More Fed Follies…. Paper

This one’s rich:

“The combination of a massively expanded central bank balance sheet and an unsustainable public debt trajectory is a mix that has the potential to substantially reduce the flexibility of monetary policy,” the economists write. “This mix could induce a bias toward slower exit or easier policy, and be seen as the first step toward fiscal dominance. It could thereby be the cause of longer-term inflation expectations and raise the risk of inflation overall.”

There is no flexibility and it is the direct and proximate consequence of Congress and The Adminstration ignoring the fundamental realities of arithmetic — specifically, the properties of exponents — that have led to this.

This is clearly a “CYA” paper from Mishkin and others — they know what’s coming and are very, very interested in making sure they don’t hang (at least politically) for it.

As for the conclusion:

“The bottom line is that no matter how strong the commitment of a central bank to an inflation target, fiscal dominance can override it,” the authors of today’s paper warned. “Without long-run fiscal sustainability, no central bank will be able to keep inflation low and stable.”

“While fiscal dominance is not an immediate risk, there are important elements in the current makeup of U.S. fiscal and monetary policy that suggest increasing attention will be paid to this risk in the years ahead,” the authors said.

smiley

Oh really?

Ok, prove it.

Stop all asset purchases right now and leave the market alone.

Let’s see where rates go and what that does to Treasury’s financing costs.

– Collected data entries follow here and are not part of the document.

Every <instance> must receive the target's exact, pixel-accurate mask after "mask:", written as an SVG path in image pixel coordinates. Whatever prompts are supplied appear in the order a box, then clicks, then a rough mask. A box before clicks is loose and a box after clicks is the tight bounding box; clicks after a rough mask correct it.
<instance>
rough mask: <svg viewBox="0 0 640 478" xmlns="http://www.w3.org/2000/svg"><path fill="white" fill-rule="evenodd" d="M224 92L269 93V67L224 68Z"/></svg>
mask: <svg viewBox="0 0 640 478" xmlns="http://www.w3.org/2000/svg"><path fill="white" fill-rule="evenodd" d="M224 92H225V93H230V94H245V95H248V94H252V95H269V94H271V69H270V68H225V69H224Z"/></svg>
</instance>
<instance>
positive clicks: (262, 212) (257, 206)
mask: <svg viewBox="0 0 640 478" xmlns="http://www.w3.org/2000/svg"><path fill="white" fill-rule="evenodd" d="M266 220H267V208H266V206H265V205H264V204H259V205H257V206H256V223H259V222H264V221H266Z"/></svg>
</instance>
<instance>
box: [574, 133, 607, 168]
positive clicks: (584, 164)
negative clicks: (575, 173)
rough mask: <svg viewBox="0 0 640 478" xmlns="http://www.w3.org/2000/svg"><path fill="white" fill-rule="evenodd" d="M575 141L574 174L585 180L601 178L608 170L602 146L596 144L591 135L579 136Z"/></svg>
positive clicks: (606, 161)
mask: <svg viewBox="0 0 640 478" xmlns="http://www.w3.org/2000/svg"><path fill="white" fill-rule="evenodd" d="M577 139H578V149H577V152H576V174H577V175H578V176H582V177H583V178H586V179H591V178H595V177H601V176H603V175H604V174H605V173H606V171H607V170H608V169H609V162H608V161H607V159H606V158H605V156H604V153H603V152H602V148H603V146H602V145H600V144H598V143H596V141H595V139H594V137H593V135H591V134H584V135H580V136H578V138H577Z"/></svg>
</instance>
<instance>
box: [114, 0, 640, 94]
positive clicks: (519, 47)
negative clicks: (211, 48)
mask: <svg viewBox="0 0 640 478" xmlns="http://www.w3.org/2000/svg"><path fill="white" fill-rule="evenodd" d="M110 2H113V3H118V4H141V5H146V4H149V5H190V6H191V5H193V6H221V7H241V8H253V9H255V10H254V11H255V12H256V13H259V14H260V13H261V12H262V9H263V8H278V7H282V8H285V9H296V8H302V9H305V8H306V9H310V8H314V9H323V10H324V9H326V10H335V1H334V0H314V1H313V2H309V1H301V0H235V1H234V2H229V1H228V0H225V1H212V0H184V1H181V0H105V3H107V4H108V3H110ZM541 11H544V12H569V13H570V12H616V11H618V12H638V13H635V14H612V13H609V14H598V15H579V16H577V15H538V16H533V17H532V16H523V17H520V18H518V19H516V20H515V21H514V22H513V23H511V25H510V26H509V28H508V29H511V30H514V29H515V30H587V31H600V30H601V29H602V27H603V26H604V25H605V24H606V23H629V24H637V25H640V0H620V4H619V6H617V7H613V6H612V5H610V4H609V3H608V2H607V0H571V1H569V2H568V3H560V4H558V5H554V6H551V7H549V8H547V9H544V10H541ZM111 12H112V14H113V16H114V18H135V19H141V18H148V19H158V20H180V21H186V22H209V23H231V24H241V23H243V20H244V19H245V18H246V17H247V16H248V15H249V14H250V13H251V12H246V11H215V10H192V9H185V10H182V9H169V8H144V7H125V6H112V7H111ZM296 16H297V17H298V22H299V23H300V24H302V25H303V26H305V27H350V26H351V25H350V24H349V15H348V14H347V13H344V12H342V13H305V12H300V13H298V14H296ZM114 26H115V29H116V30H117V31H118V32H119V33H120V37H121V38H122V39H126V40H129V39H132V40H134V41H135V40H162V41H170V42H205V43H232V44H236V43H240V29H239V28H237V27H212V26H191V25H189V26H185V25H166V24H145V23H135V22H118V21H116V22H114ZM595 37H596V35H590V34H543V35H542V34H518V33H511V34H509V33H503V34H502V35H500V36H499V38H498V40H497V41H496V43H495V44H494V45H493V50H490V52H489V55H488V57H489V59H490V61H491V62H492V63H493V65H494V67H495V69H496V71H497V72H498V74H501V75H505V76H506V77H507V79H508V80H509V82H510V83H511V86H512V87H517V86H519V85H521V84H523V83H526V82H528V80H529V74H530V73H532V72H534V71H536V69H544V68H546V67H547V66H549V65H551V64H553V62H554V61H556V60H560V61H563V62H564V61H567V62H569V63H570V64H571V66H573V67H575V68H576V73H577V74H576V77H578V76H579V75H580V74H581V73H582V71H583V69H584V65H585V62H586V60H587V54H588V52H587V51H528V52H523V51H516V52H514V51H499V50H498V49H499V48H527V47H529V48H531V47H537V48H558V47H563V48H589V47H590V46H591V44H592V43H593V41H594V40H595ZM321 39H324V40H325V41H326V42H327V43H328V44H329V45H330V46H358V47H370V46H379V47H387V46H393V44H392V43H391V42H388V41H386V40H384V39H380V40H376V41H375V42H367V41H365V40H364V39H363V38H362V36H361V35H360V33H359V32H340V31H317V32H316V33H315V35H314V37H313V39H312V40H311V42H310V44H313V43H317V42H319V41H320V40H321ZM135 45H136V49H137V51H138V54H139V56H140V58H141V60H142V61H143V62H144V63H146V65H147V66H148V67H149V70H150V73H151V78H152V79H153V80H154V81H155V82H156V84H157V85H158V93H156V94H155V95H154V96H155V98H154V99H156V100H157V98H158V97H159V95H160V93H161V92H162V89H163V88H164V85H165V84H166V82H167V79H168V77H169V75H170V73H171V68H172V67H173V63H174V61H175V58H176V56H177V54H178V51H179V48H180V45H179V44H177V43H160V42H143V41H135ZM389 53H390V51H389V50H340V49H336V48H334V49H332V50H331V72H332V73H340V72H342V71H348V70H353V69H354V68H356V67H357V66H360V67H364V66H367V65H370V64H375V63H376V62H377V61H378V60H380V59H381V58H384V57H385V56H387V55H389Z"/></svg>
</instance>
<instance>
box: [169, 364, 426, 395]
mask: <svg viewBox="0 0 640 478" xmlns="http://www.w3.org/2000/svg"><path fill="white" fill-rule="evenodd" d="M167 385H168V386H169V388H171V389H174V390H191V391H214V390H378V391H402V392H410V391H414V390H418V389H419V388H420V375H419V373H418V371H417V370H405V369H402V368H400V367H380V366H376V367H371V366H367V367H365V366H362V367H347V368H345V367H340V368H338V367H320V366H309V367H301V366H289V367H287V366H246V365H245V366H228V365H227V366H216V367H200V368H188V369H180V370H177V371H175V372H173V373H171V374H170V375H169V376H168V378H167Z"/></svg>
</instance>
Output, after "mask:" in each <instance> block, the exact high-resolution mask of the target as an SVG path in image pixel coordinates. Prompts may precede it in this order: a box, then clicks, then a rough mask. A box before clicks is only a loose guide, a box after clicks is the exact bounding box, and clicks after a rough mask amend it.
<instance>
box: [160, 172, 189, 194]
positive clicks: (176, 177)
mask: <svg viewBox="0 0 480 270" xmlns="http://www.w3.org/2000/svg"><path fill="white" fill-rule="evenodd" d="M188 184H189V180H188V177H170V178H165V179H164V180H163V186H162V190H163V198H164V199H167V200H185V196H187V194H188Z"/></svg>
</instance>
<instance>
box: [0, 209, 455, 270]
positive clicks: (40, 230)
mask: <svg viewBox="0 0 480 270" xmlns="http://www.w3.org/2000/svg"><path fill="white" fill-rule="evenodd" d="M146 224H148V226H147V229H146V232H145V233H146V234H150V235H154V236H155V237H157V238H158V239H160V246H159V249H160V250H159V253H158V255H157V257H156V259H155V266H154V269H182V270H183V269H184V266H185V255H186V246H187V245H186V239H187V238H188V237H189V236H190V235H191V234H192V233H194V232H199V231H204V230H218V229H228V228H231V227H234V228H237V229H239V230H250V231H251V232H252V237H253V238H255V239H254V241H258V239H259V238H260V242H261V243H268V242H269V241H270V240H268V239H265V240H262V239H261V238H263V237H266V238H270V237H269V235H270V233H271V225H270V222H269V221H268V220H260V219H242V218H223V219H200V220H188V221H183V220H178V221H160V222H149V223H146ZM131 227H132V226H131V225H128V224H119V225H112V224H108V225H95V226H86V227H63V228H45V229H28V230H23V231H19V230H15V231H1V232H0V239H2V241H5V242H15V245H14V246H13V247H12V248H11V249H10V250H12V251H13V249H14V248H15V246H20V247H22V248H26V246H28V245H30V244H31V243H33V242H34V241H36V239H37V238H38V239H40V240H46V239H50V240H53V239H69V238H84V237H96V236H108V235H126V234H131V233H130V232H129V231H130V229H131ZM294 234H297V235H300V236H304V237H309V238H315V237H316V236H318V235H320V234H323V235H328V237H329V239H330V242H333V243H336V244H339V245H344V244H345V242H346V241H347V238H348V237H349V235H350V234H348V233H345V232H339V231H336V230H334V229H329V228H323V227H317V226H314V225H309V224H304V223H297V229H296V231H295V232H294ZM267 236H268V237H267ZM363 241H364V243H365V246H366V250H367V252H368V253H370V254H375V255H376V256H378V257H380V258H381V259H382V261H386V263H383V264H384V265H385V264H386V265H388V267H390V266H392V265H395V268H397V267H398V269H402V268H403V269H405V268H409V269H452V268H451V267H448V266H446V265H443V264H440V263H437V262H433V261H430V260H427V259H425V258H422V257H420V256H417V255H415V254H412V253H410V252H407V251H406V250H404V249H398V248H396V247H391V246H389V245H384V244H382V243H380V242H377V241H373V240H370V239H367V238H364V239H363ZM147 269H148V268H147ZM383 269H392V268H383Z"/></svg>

My assertion that they’re trapped can be falsified.  They won’t do it, because they know I’m right and was in 2007 and 2008, that they were wrong five years ago, and that their influence is no longer a matter of monetary policy, it is a matter of fiscal necessity — and cannot be reversed without Congress first shutting off all deficit spending and being willing to pay the interest coupon on the existing debt that already exists.

This means a roughly 50% cut in government spending (ex-interest), a doubling of current collected taxes (not rates; due to lawful avoidance you’d have to raise rates much more than by a factor of two!) or some combination of the two.

The only way we can stop what is rapidly becoming an inevitable fiscal crack-up coupled with or worse, initiated by the inability of the bottom two quintiles’ ability to buy basic necessities is to put a stop to this crap right now.

Every day that this continues is another day that the exponential arithmetic compounds and the pain that has to be accepted to get out of the box becomes worse.

We’re not far from the point where this debate will become academic and no amount of “reform” or “change” will matter at all. 

At that point loss of control by both The Fed and Government become inevitable.